The Bank of Canada has kept interest rates at near record lows for several years. From central bank chief Mark Carney to today’s Stephen Poloz, Canada has experienced some of the lowest rates on record. This has kept borrowing costs at all-time lows (for now), but also a plethora of unintended consequences.
One of these unintended consequences is the skyrocketing household debt from coast to coast.
According to a new report from Equifax, Canadian consumers had $1.568 trillion worth of consumer debt in the second quarter of this year. This is equal to $21,164 of debt per Canadian, which has gone up two percent in the past year.
Here are the debt loads per province:
Alberta: $27,313
British Columbia: $23,011
Manitoba: $17,573
New Brunswick: $21,449
Newfoundland & Labrador: $22,055
Nova Scotia: $21,063
Ontario: $20,793
Prince Edward Island: $20,853
Quebec: $17,758
Saskatchewan: $23,347
Just what are Canadians buying? Here is an excerpt from the Globe and Mail:
“Since the start of the year, consumers have been drawing down their savings to buy houses, cars, furniture and clothing. Credit-card spending rose by 8 per cent this year, with spending on restaurants and fast food up more than 12 per cent, according to a study by payment processor Moneris Solutions Corp. Auto loans rose nearly 4 per cent in the second quarter on the back of record vehicle sales, credit rating agency Equifax found. But much of the strength has been driven by the resilient housing market, which has convinced buyers and homeowners to pour money into their homes.
“Home improvement spending soared nearly 10 per cent in the second quarter of the year compared with the same time last year, led by sales of glass, paint, wallpaper and flooring, Moneris found. Furniture sales are up more than 17 per cent. Half of all consumer spending now comes from Ontario and B.C., two markets that have led the way for home prices and where Toronto-Dominion Bank economic analyst Admir Kolaj notes retail sales have also had the best start to the year in the past decade.”

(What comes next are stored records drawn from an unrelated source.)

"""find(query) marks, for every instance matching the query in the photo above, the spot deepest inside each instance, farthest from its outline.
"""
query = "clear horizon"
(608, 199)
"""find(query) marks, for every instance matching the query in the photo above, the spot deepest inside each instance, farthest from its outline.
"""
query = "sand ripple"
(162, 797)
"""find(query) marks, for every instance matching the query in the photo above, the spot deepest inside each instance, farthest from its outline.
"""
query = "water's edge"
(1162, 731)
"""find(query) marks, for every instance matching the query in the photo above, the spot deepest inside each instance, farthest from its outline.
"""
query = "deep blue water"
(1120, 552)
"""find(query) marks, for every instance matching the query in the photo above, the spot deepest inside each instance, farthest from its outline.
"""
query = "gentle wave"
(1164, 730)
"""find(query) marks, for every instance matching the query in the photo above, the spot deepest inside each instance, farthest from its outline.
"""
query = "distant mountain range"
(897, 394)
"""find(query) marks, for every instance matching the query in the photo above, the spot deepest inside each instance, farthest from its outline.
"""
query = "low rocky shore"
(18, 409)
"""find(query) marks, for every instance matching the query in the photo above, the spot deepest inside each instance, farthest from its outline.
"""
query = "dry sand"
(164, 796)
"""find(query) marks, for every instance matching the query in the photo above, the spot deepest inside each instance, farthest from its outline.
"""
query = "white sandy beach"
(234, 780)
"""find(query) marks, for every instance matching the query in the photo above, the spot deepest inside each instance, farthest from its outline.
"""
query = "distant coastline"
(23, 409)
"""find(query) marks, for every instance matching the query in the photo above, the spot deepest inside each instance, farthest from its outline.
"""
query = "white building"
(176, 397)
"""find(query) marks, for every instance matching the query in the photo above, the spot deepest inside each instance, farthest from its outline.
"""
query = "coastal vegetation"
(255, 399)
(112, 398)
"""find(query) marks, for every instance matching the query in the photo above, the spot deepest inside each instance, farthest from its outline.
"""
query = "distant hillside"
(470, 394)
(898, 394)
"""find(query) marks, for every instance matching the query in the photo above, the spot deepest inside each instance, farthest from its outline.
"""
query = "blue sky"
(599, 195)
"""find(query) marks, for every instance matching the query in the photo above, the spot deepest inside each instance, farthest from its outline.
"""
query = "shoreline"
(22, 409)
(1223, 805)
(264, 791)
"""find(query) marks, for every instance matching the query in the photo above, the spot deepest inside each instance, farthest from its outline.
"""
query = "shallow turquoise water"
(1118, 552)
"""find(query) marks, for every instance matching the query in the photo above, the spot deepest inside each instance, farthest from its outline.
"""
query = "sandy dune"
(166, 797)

Bank of Montreal chief economist Douglas Porter told the newspaper that consumers will ultimately choose instant gratification if they are employed, receive modest wage increases and live in a low-rate environment.

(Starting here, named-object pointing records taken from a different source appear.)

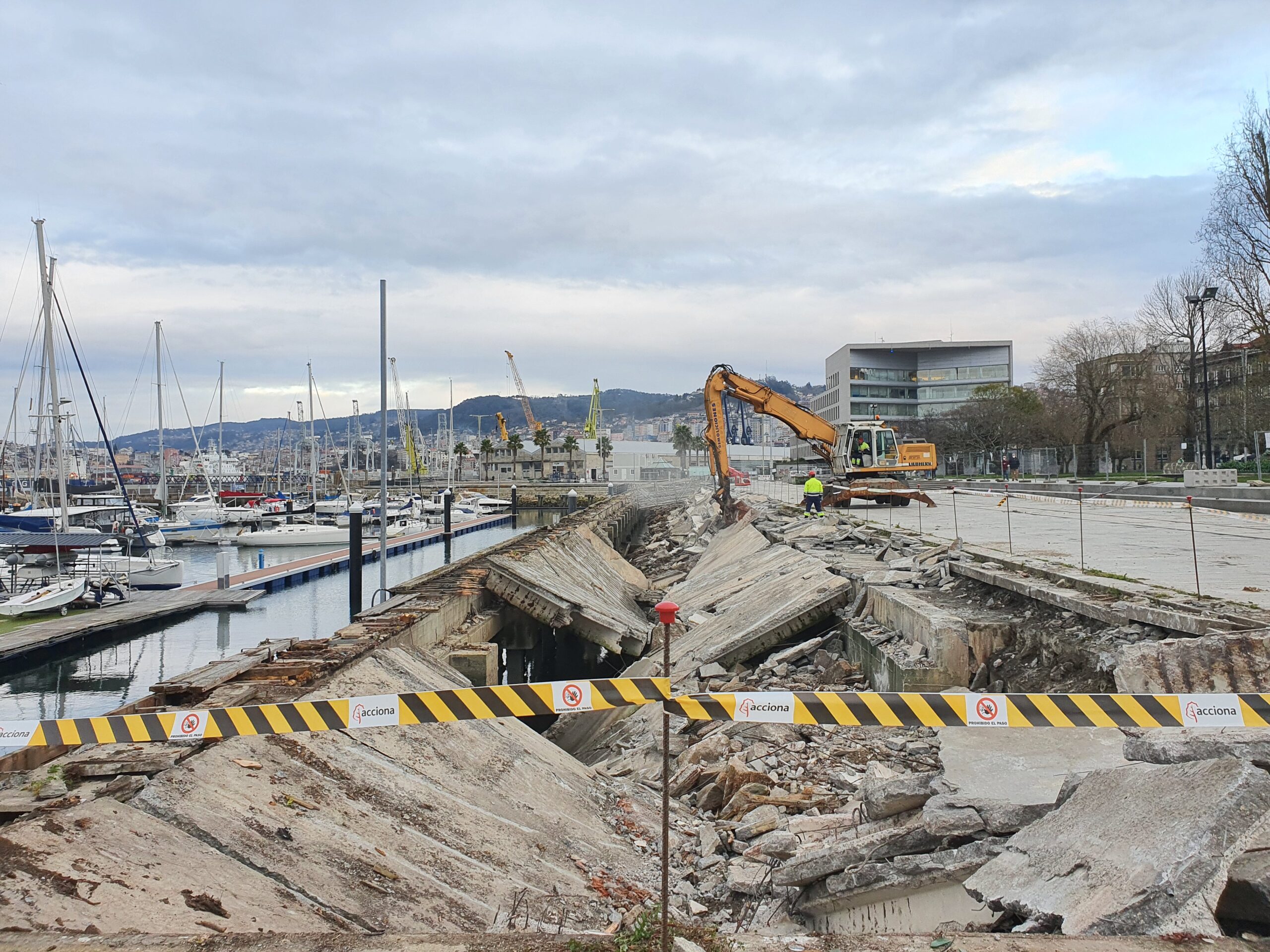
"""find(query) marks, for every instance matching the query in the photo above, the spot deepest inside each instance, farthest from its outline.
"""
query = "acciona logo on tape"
(986, 711)
(772, 708)
(375, 711)
(1210, 710)
(17, 733)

The problem, however, is that all of this spending by households from British Columbia to PEI isn’t matching the incomes. The household debt to income ratio is now at an all-time high of 165 percent. Today, Canadians spend 14 percent of their after-tax income on debt servicing payments, up from 11 percent in 1990 (when rates were at 14 percent).
Ostensibly, it seems seniors are bearing the brunt of this potential debt crisis. Seniors increased their debt loads by 4.9 percent, and their delinquency rate rose by 2.4 percent in the second quarter.
These are huge numbers considering that the Great White North has been a “technical recession” all year long. Demand for credit is strong. Perhaps Canadians believe to become prosperous is to spend their way out of their perpetual indebtedness.
This is what Liberal leader Justin Trudeau advocates in the current campaign cycle. So why wouldn’t consumers follow his rhetoric?